If we are reporting betas, we report them for each IV from the “Stand. Estimate” (i.e., standardised estimate) column, and the CIs for the betas are printed beside them to the right. If we wanted to report the unstandardised estimates (b), they are in the Estimate column, and we would need to run the analysis separately so that we get the appropriate unstandarised confidence intervals.
- In order to get our semi-partial correlations to report as effect size measures, we will have to run a separate analysis for each of our independent variables. We head back to the Regression menu on the Analyses tab ribbon. Then select Partial Correlation. Move Eating Difficulty and Stress into the Variables box and Sex into the Control Variables box. Under Correlation Type ask for Semipartial. Click underneath the results output just generated in order to allow jamovi to create a second set of output for this and not overwrite it. (To simplify your output, you can untick Report significance, as the p values are not needed in reporting the effect sizes.) The correlation value given under the column heading for the independent variable is the semi-partial correlation, highlighted in red. The correlation value given along the row of the independent variable is the bivariate correlation, which should match what we saw earlier in our descriptives analysis.
Figure 5.10
- Now go back to Partial Correlation and this time put Eating Difficulty and Sex into the Variables box and Stress into the Control Variables box. Again, ensure you have Semipartial selected under Correlation type.
Figure 5.11
Here we see the sr for sex predicting eating difficulty, controlling for stress, is .32.
- When you’ve run both the analyses in steps 2 and 3, we will work systematically through how to perform the extra necessary calculations, as well as read, interpret and write-up these results. Pay particular attention to how you interpret the means, correlations and β values involving sex (which was dummy coded, i.e., coded as 0 and 1 for males and females, respectively).
Part 3: Work Out the Unique and Shared Variance Model Values
jamovi only supplies us with semi-partial correlation (sr) values. These need to be squared to obtain the necessary unique variance values for each predictor (i.e., sr2). Further, shared variance also needs to be determined for the model (i.e., R2 – Σsr2).
Stress:sr2stress = __________ = __________
Sex:sr2sex = __________ = __________
Shared variance: R2 – Σsr2 = R2 – (sr2stress + sr2sex) = ______________________________ = __________
Part 4: Determine the Fisher’s z value to Assess if Predictors are Significantly Different in Their Strength of Prediction
Use an online calculator to determine the Fisher’s z value and significance level between the pair of model predictors, e.g., Psychometrica.
This will determine whether or not the two predictors differed significantly in strength.
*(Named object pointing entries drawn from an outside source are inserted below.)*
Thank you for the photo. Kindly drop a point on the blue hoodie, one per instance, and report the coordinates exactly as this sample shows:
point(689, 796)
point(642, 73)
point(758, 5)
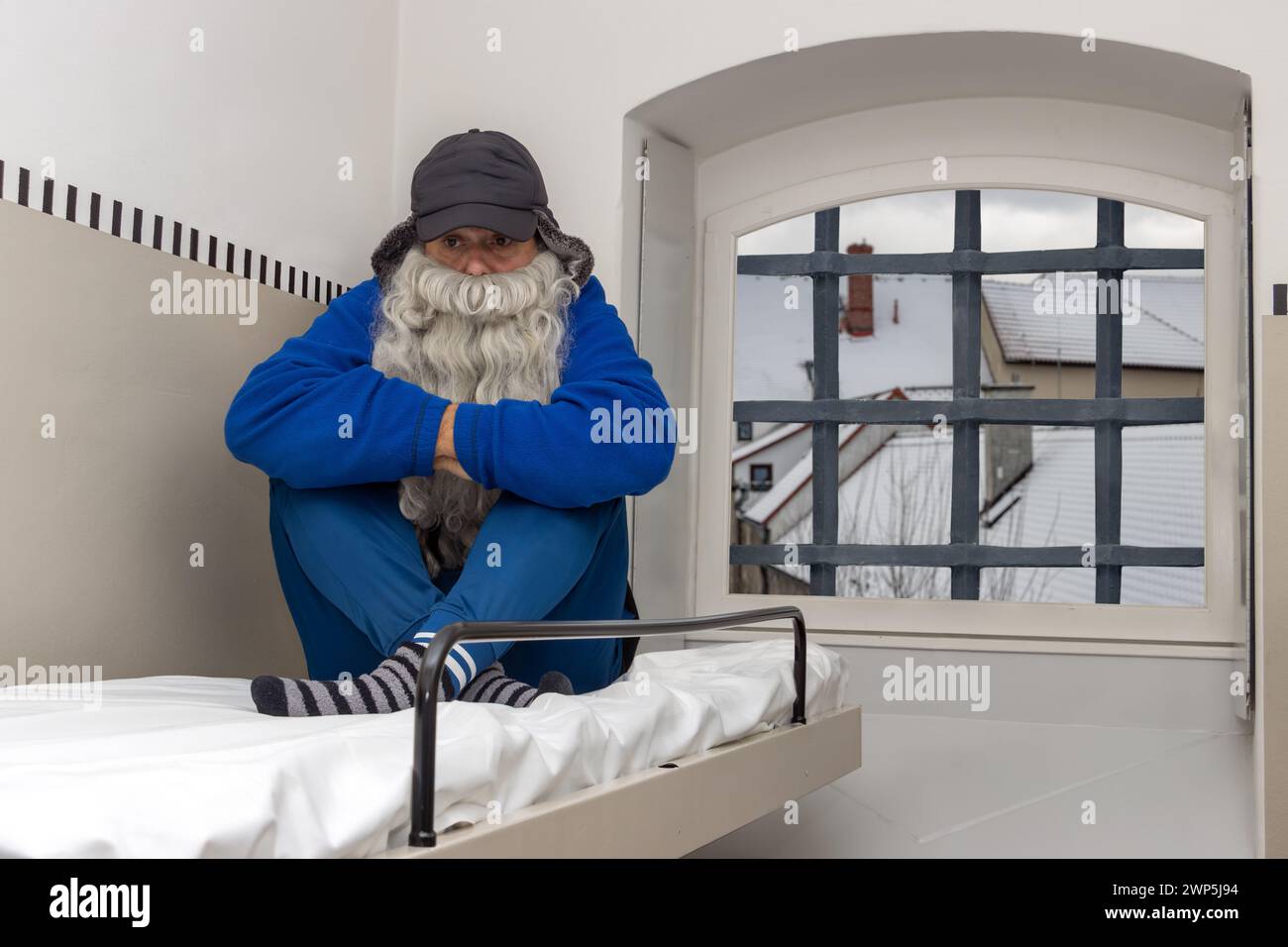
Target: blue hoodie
point(291, 415)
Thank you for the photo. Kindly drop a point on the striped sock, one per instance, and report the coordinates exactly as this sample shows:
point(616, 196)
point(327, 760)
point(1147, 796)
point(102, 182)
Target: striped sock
point(492, 686)
point(389, 688)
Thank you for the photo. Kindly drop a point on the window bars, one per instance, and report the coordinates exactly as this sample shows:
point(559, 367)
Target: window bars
point(1107, 412)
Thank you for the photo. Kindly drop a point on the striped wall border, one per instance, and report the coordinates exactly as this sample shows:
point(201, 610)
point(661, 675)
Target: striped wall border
point(112, 219)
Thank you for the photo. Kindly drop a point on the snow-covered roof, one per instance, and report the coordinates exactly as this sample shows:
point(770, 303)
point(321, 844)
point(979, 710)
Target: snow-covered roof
point(769, 440)
point(1167, 335)
point(786, 486)
point(903, 493)
point(772, 342)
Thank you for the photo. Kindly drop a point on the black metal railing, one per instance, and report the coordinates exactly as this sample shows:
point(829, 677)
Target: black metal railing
point(434, 659)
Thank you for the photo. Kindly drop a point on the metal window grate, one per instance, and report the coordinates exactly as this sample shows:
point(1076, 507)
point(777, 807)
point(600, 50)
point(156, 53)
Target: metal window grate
point(1108, 412)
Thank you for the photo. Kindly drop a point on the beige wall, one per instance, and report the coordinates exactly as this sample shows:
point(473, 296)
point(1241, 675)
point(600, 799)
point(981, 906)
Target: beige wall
point(94, 554)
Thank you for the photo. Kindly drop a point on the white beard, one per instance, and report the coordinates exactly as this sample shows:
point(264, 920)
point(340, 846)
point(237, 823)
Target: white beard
point(471, 339)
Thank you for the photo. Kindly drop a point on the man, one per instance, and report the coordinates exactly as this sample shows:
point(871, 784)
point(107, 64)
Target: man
point(429, 451)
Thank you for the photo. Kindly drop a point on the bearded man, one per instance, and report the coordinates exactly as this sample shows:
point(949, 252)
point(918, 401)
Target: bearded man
point(429, 451)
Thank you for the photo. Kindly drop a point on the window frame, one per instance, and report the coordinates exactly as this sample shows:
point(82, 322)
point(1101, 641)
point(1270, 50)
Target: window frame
point(1216, 622)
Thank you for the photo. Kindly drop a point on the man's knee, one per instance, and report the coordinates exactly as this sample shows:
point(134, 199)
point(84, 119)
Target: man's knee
point(330, 509)
point(576, 522)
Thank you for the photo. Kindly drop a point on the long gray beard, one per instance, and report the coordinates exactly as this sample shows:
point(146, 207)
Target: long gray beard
point(475, 339)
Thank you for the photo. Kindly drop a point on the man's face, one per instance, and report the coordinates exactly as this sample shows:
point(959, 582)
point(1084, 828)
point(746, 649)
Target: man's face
point(476, 250)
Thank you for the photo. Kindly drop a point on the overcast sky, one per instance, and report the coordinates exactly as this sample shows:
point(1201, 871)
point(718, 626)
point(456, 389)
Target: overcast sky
point(1009, 221)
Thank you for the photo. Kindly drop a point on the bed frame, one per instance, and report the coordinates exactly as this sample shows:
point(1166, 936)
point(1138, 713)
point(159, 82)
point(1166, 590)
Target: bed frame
point(665, 810)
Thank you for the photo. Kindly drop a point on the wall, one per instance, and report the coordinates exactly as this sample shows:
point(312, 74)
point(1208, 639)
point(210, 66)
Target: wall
point(241, 141)
point(95, 557)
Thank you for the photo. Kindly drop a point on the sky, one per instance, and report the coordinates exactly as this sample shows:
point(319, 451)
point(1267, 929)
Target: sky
point(1009, 221)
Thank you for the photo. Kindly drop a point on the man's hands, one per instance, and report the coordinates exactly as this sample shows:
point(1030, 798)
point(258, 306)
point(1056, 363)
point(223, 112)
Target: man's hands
point(445, 451)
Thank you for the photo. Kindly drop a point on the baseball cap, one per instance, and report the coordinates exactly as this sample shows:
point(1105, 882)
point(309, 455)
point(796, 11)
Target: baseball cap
point(478, 179)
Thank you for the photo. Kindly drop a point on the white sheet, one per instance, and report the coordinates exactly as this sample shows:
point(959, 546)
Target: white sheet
point(185, 767)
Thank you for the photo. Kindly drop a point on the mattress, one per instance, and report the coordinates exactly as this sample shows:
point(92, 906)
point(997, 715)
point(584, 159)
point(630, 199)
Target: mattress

You will need to select “Comparison of correlations from dependent samples” (as we are comparing the strength of predictors within the same dataset, generated by the same participants). Then input information regarding the relevant:
- sample size (n),
- bivariate/ Pearson correlation between the criterion and first predictor of interest (r12),
- bivariate/ Pearson correlation between the criterion and second predictor of interest (r13), and
- bivariate/ Pearson correlation between the first and second predictors of interest (r23). This information can be found in the Correlations table.
Note that use of the bivariate correlations for this procedure only applies to a model with ONLY TWO predictors!
If we had more than two model predictors, we would replace r12 and r13 with the partial correlation (pr) values for the two predictors we were comparing. We would also need to calculate a separate partial correlation (pr) between the two predictors, controlling for the criterion and any other relevant predictors within the model (r23). This is achieved using the Partial correlation analysis function in the software.
NB: pay close attention that the pr values for the two correlations that you are comparing are both converted into POSITIVE values before you subsequently enter them into the online calculator (so you are comparing their absolute strength). If both are positive or both negative initially, enter the third correlation (r23) as is. If one of the two (r13 or r23) was negative and the other positive, when you enter the converted correlations as both positive, you should enter r23 as opposite in sign to what it was. So for example, if the correlations initially are -.2, -.4, .3 you would enter .2, .4, .3 (leaving r23 as it was because both r13 and r12 were negative). If the correlations are -.2, .4, .3 you would enter .2, .4, -.3 (converting r23 in sign).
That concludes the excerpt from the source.